The Autism Centre of Excellence at Cambridge (ACE) is pleased to announce £1 million funding for a music therapy research project, in conjunction with Rosetrees and Stoneygate Trusts: “A nationwide randomised controlled trial on the effectiveness of improvisational music therapy for autistic children”.
What is Music Therapy?
Improvisational music therapy involves the therapist and child spontaneously creating music together using singing, playing, and movement. The music therapist follows the child’s interests and focus of attention which aims to facilitate the child’s social communication development.

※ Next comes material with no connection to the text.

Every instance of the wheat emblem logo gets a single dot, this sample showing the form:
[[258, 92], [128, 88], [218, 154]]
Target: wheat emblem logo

It is well documented that engaging in musical experiences may help to promote social engagement and children, in particular, react positively to music.
The key necessary behaviours for social engagement which occur naturally in music-making, are:
- Joint attention
- Eye contact
These are fundamental components of music therapy. This method of support may be more appealing and comfortable to autistic children than other approaches (e.g., talking therapies) as music therapy may be less confusing than spoken language.
Music therapy also brings the potential for predictability and anticipation brought about by musical structure. Evidence is needed about whether music therapy is effective for autistic children in terms of supporting their communication and social skills.
Impact of the study
Music therapy has the potential to improve the lives of autistic individuals and their families, in relation to wellbeing as well as helping them to cope with activities in everyday life. One study reported more instances of ‘joy’ and ‘emotional synchronicity’ when autistic children are engaged in improvisational music therapy compared to play.
The new study, carried out at the Autism Research Centre at the University of Cambridge, will conduct a Randomised Controlled Trial (RCT) with 200 autistic children aged 7 to 11 years old to test the effectiveness of music therapy.